InDex Link also uses a central server architecture to provide transient storage for differing PACS without requiring that each system archive its own copy. InSiteOne vice president of professional services Shri Shrivas says, “We’ve created a demilitarized zone, where a virtual archive sits between various multiple facilities. The advantage is that all the appropriate clinicians have access to the exact same exam, residing within the same PACS context, thereby allowing the radiologist to use all the exams done for the patient, even when studies are performed at several [separate organizations’] different sites.”

InDex Link’s server software uses rules input by any receiving or sending PACS from an institution participating in the project. No matter which system originated the study, it will be formatted appropriately for the requesting PACS, so a radiologist can compare the two studies directly using the most familiar tools.

“For the most part, the two PACS can be configured to use their own features on the same data.… The beauty of this approach is that the end user controls the use of the shared images,” says Shrivas.

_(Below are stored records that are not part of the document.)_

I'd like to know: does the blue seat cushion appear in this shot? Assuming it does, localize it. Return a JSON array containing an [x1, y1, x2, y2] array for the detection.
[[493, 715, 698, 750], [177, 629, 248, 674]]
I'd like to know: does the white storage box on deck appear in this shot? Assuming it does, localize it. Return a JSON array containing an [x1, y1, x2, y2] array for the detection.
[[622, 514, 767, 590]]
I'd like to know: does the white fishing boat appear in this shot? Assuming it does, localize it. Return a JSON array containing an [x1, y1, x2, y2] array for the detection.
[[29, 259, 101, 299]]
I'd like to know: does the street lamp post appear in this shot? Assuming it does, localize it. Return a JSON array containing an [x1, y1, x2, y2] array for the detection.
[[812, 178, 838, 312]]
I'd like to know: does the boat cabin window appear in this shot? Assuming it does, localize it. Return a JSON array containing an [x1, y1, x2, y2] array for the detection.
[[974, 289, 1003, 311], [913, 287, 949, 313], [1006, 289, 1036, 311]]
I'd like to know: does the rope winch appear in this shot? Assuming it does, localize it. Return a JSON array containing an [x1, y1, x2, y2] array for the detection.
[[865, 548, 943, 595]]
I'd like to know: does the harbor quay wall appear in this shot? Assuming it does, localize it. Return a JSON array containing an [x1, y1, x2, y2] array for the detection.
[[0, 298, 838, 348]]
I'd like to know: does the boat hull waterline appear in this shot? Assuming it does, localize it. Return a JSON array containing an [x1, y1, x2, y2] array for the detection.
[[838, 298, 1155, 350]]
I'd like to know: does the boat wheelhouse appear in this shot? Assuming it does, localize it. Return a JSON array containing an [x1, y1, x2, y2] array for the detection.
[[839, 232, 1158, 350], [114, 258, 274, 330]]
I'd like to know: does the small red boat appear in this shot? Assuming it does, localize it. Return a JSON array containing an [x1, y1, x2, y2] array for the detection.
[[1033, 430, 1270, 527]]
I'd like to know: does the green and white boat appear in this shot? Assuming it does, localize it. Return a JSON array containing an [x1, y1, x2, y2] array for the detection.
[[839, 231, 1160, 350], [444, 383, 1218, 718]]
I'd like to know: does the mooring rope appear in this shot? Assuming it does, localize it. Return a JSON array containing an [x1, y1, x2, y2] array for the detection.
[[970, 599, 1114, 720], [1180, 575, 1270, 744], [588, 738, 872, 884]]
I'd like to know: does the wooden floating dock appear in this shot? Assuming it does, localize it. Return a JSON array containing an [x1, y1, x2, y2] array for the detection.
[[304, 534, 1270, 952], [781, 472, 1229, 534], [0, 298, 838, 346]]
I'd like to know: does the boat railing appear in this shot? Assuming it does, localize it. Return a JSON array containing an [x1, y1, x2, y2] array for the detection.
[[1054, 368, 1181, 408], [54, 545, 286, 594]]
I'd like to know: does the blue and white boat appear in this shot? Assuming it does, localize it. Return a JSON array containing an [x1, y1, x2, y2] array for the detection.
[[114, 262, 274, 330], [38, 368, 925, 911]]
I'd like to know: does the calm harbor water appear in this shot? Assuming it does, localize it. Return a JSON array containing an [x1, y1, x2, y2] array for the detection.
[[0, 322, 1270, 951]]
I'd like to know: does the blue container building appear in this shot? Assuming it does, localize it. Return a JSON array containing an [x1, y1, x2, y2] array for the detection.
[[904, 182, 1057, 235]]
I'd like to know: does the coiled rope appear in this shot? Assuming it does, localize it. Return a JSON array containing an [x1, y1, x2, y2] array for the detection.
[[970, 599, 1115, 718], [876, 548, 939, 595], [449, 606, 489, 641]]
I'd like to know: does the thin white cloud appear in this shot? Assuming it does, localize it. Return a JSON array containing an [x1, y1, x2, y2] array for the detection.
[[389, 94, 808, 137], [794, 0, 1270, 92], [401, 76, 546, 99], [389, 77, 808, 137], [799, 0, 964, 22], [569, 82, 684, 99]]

He explains, “For example, say you have a patient study done at [Thomas] Jefferson [University] Hospital in Philadelphia, then six months later you refer that patient to Hahnemann [University] Hospital, which is also in the city but is not in the same healthcare group. You could get your Jefferson results in the form of a CD, with a pop-up viewer embedded, [but] it’s a stand-alone study. The Hahnemann radiologist can view it but not in the context of the new study Hahnemann may do. Sending the Jefferson study to the InDex Link central server now allows the Hahnemann radiologist to import it into that hospital’s native PACS workstations.”

Most importantly, he adds, the end user can set a date to purge the shared study, rather than archiving it alongside the new exam. In addition to curbing PACS’ natural tendency to expand, this feature offers distinct security advantages. For instance, in the example above, unless the two facilities have a specific business associate agreement, including patient consent, there may be significant HIPAA considerations to Jefferson’s radiology department, allowing the Hahnemann staff access to the patient data, notes Shrivas. “But this is a selective sending and receiving of data that allows for sharing information—including the mechanism for secured distribution. Then studies that are not native to the system, following rules generated by the native system, are terminated or deleted after the comparison has been done.”

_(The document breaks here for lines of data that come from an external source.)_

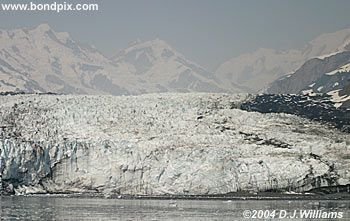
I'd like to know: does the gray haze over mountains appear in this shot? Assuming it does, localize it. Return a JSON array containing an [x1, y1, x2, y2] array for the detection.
[[0, 24, 350, 101]]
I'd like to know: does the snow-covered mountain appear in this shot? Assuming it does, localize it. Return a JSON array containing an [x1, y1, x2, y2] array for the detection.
[[265, 51, 350, 108], [0, 24, 235, 95], [216, 29, 350, 92], [113, 39, 232, 92], [0, 24, 134, 94]]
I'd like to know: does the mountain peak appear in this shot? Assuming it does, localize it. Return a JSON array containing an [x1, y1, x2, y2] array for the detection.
[[33, 23, 51, 33]]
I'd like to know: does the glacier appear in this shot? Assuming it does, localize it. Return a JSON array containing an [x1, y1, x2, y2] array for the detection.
[[0, 93, 350, 196]]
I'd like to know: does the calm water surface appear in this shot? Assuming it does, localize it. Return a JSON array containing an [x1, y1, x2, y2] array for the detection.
[[0, 196, 350, 221]]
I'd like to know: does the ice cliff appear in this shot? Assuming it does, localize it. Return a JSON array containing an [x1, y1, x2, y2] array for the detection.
[[0, 93, 350, 195]]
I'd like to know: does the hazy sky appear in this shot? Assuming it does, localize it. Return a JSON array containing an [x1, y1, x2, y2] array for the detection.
[[0, 0, 350, 70]]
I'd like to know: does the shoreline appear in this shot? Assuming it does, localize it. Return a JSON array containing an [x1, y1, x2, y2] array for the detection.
[[4, 193, 350, 201]]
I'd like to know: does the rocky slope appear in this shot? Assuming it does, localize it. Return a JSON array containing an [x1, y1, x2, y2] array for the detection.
[[267, 51, 350, 94], [216, 29, 350, 92], [0, 24, 237, 95], [0, 94, 350, 195]]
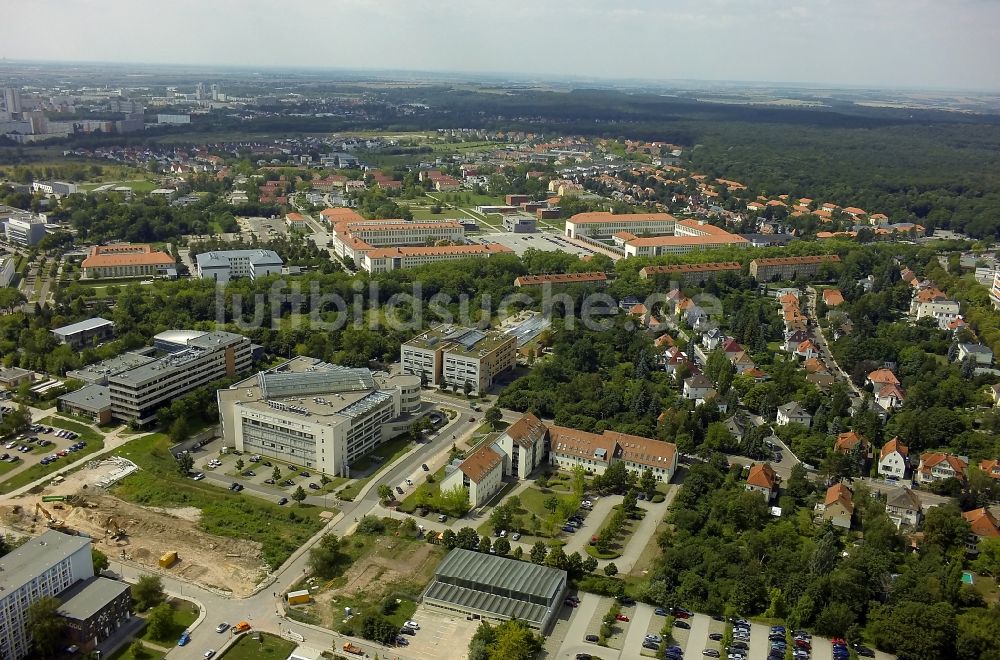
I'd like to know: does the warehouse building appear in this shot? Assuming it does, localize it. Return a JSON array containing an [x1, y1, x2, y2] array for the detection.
[[217, 357, 420, 477], [423, 548, 567, 633]]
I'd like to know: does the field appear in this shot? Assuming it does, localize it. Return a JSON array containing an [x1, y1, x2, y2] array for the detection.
[[220, 633, 298, 660]]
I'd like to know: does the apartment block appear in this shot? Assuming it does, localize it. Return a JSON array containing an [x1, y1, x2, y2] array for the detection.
[[80, 243, 177, 279], [108, 331, 252, 424], [400, 325, 517, 395], [750, 254, 840, 282], [216, 357, 420, 477], [195, 250, 284, 284], [0, 530, 94, 660]]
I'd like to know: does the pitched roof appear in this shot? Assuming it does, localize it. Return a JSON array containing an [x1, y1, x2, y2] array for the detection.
[[505, 413, 546, 447], [868, 369, 899, 385], [962, 507, 1000, 538], [879, 437, 910, 461], [747, 463, 777, 490], [825, 483, 854, 512], [458, 443, 503, 483]]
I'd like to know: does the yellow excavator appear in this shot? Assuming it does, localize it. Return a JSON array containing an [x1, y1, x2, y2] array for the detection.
[[35, 503, 66, 529]]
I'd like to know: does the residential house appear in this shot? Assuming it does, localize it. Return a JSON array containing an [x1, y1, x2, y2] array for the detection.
[[962, 507, 1000, 555], [885, 488, 924, 529], [776, 401, 812, 427], [917, 451, 969, 484], [746, 463, 778, 502], [684, 374, 715, 401], [822, 483, 854, 529], [878, 438, 910, 479]]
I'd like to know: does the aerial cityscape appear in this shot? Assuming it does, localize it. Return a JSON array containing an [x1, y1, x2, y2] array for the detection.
[[0, 0, 1000, 660]]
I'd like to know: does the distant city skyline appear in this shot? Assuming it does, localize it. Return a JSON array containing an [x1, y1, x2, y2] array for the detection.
[[0, 0, 1000, 90]]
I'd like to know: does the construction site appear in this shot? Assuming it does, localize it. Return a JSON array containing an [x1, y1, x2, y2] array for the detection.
[[0, 459, 266, 597]]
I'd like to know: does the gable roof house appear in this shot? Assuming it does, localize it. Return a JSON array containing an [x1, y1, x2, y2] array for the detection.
[[885, 488, 924, 529], [878, 438, 910, 479], [746, 463, 778, 501], [917, 451, 969, 484], [822, 483, 854, 529]]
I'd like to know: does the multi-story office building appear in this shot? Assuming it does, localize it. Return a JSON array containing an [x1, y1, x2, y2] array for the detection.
[[195, 250, 284, 284], [566, 211, 677, 238], [7, 213, 45, 247], [400, 325, 517, 395], [217, 357, 420, 477], [80, 243, 177, 279], [750, 254, 840, 282], [108, 332, 252, 424], [0, 531, 94, 660]]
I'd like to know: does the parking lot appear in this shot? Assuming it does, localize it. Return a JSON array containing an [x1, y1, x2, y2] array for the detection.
[[475, 232, 593, 256], [0, 420, 87, 477], [396, 605, 479, 658]]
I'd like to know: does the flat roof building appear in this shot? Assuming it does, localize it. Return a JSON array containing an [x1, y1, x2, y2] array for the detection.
[[400, 324, 517, 396], [216, 357, 420, 477], [195, 250, 284, 284], [422, 548, 568, 632], [0, 530, 94, 660], [52, 317, 115, 348]]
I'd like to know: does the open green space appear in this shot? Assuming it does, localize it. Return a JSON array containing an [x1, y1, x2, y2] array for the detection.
[[139, 600, 198, 646], [114, 433, 335, 567], [220, 633, 298, 660]]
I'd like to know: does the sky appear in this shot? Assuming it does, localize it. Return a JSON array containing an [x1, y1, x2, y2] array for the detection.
[[7, 0, 1000, 90]]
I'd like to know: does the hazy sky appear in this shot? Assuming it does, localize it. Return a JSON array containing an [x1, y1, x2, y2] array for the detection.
[[7, 0, 1000, 89]]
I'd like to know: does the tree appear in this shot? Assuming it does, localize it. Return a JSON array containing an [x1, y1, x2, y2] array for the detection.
[[639, 468, 656, 499], [25, 596, 66, 656], [361, 612, 397, 644], [177, 454, 194, 477], [483, 406, 503, 429], [132, 575, 166, 612], [308, 532, 348, 579], [92, 547, 108, 575], [528, 541, 548, 564], [146, 603, 174, 640]]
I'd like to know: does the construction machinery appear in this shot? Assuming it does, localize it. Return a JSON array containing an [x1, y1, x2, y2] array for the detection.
[[35, 502, 66, 529]]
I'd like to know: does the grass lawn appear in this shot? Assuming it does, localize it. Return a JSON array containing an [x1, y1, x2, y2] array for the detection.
[[337, 434, 415, 502], [398, 466, 444, 513], [221, 633, 298, 660], [114, 433, 326, 567], [0, 426, 104, 493], [139, 600, 198, 646]]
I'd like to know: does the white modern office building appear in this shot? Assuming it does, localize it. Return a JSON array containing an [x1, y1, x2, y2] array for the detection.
[[195, 250, 284, 284], [217, 357, 420, 477], [108, 331, 253, 424], [0, 531, 94, 660]]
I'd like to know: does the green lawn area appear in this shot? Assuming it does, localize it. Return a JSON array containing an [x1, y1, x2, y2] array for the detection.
[[0, 416, 104, 493], [114, 433, 326, 567], [220, 633, 298, 660], [337, 433, 414, 502], [139, 600, 198, 646]]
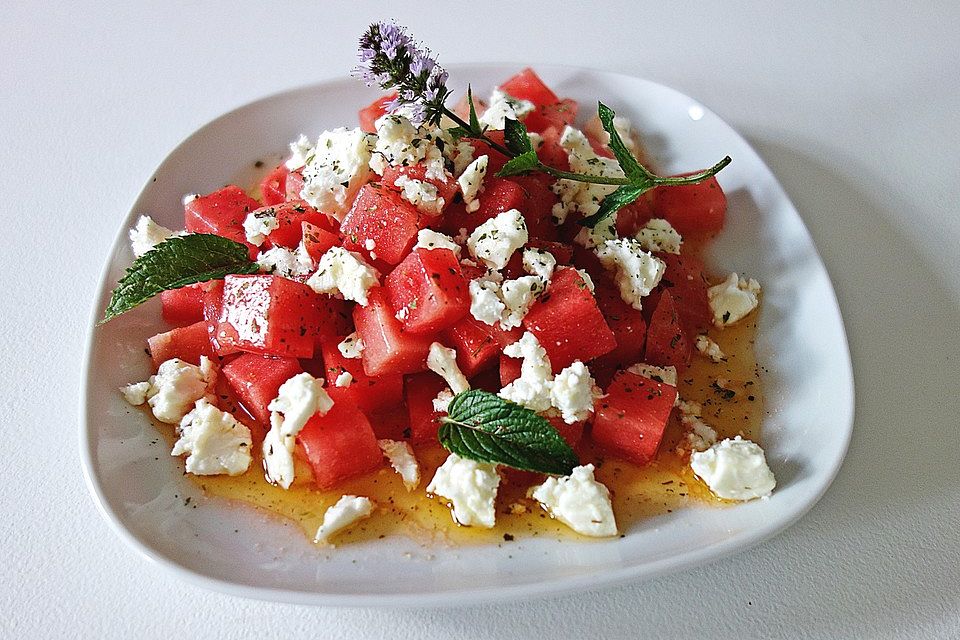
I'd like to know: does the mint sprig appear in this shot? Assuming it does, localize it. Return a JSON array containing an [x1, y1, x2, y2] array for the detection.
[[100, 233, 260, 324], [438, 389, 580, 475]]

As far as creating a fully integrated electronic medical record, Shrivas says, “We have solved the problem of eliminating paper-based reports and disparate information in CD or film or what have you, and getting the information quickly in the context the information is required.… For patients who go from A to B to C, if the facilities all share the same pool of data, that saves a huge amount of time in terms of productivity.”

He points out, though, that “everybody has to share all the data across the network, but so far I haven’t heard about any company offering what is essentially a secure central repository, like insurance companies use, that allows for mining the data or even for a central input source.”

In the meantime, says Shrivas, InDex Link is extremely cost-competitive, especially compared with purchasing new vendor-specific workstations. Licensing the software costs between $500 and $1,000 per month, “but a large metropolitan facility, or an integrated delivery network may each do 250,000 imaging studies a year. And if they want to share even 5% to 10% of this volume with another healthcare enterprise within the region, InDex Link offers a clean, secure, easy option,” he notes.